The letter also highlights the use of state force to keep UNPACU members from leaving their homes and the group’s headquarters.
“Since February 11th, the regime’s repressive forces have permanently surrounded the organization’s headquarters and have arrested those that attempt to enter or exit. For example, a 16-year-old has been beaten and detained as he left the headquarters in search of food for his 23-month-old niece since food items were stolen during the raid,” the letter reads. “Although repression has been occurring with unusual fury in the last few days, actually since our campaign for the ‘NO’ to the Constitution began, the regime has increased its attacks against us.”
The signatories to the letter – 89 UNPACU members who have committed to a hunger strike against the regime – “respectfully ask that [Trump] join us in denouncing the fraud of the illegitimate Constitution.”

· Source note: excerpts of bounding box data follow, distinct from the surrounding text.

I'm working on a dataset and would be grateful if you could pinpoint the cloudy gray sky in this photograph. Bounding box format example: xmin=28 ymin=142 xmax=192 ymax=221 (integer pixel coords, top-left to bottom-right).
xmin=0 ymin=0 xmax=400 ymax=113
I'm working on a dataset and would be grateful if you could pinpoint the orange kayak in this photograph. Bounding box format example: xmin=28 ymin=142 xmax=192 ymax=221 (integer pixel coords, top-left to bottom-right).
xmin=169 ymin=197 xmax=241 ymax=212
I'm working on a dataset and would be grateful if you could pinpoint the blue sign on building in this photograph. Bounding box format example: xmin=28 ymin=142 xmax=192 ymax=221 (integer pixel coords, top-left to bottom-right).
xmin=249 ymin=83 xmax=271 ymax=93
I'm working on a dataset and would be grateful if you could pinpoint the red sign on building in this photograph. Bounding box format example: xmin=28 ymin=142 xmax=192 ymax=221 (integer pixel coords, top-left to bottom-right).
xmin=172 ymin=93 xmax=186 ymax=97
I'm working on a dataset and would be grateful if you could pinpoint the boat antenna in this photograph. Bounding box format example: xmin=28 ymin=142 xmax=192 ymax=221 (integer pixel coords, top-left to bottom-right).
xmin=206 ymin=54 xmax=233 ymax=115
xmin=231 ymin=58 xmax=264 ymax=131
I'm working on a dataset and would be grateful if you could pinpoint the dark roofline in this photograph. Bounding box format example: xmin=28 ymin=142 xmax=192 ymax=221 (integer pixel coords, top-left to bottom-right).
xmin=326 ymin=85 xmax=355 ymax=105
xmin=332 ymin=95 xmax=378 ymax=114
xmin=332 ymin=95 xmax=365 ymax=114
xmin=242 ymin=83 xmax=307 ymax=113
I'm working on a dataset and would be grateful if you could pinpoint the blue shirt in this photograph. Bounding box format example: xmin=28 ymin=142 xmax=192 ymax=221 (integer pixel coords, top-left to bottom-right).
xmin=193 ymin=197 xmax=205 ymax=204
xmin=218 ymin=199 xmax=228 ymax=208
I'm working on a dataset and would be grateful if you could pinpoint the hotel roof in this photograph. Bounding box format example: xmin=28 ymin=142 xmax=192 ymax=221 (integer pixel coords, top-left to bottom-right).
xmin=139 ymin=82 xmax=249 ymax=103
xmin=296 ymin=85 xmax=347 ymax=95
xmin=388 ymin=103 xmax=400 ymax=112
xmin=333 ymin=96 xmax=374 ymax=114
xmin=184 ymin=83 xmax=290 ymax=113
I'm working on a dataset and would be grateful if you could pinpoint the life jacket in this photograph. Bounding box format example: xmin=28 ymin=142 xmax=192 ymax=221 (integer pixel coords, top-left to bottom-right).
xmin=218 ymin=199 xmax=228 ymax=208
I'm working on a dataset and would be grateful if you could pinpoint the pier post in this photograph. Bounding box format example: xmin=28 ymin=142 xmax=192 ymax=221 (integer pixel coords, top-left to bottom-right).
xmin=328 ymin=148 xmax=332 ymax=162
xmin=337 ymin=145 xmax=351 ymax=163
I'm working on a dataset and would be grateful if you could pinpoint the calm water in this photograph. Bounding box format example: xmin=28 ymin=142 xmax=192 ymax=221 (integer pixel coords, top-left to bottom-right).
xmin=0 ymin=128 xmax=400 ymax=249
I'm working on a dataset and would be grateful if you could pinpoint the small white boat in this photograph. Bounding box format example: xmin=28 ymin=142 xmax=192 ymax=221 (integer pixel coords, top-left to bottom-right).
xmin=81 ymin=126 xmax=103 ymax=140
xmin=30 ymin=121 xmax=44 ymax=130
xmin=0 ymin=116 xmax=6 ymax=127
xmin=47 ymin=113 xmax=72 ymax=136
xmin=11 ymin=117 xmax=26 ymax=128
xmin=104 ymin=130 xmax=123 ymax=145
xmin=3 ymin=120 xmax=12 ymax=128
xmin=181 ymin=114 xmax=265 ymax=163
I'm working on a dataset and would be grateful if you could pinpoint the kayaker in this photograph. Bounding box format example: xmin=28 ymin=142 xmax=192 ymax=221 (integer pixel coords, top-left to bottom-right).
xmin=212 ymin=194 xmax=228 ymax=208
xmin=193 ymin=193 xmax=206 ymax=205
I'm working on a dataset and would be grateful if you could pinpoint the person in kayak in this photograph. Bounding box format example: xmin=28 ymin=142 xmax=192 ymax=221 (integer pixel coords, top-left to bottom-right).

When the head of UNPACU, José Daniel Ferrer, announced the hunger strike this month, the group had 23 participants. It has since expanded an includes prominent activists like Tomás Nuñez Magdariaga, who completed a 62-day hunger strike last year, and Zaqueo Báez, the protesters famously beaten and arrested on video in front of Pope Francis for saying the word “freedom” too close to the papal convoy in 2015.
UNPACU has begun releasing a series of videos of the hunger strikers explaining the reasons for their protest. “I am on hunger strike to end communism,” one says to the camera. “I am on hunger strike to reveal the lies and farce of the Cuban regime,” another declares.
Those who cannot join the hunger strike but are in solidarity with the project have also produced video messages. Below, an UNPACU member expresses her support to colleagues, noting she is not participating in the hunger strike because she is five months pregnant. Despite her health status, she says she, too, was a victim of police brutality for publicly stating she would vote against the referendum.
Other dissidents and unaffiliated Cubans who publicly expressed disapproval of the new constitution have complained of beatings, arrests, and threats. Speaking to 14 y medio, a Cuban independent newspaper, activists said police threatened to “lock [them] in a dungeon” if they did not stop campaigning for the “no” vote, which any Cuban can legal cast in Sunday’s election. Ferrer, the head of UNPACU, was beaten and arrested for displaying a poster reading “I Vote No” in a public park.
February 24, the date of the referendum, is the 23rd anniversary of the murder of Carlos Costa, Armando Alejandre, Mario de la Peña, and Pablo Morales – four Cuban-American pilots working for a project called Brothers to the Rescue in which they would fly over the Caribbean looking for Cuban refugees adrift to save their lives. Fidel Castro ordered their planes shot down over international waters, an international crime, but President Bill Clinton did nothing to bring the Castro regime to justice.
The day before, February 23, the Cuban dissident movement observes the death of Orlando Zapata Tamayo, who died in a Cuban prison in 2010 of a hunger strike against the regime. He spent the last seven years of his life behind bars for opposing communism.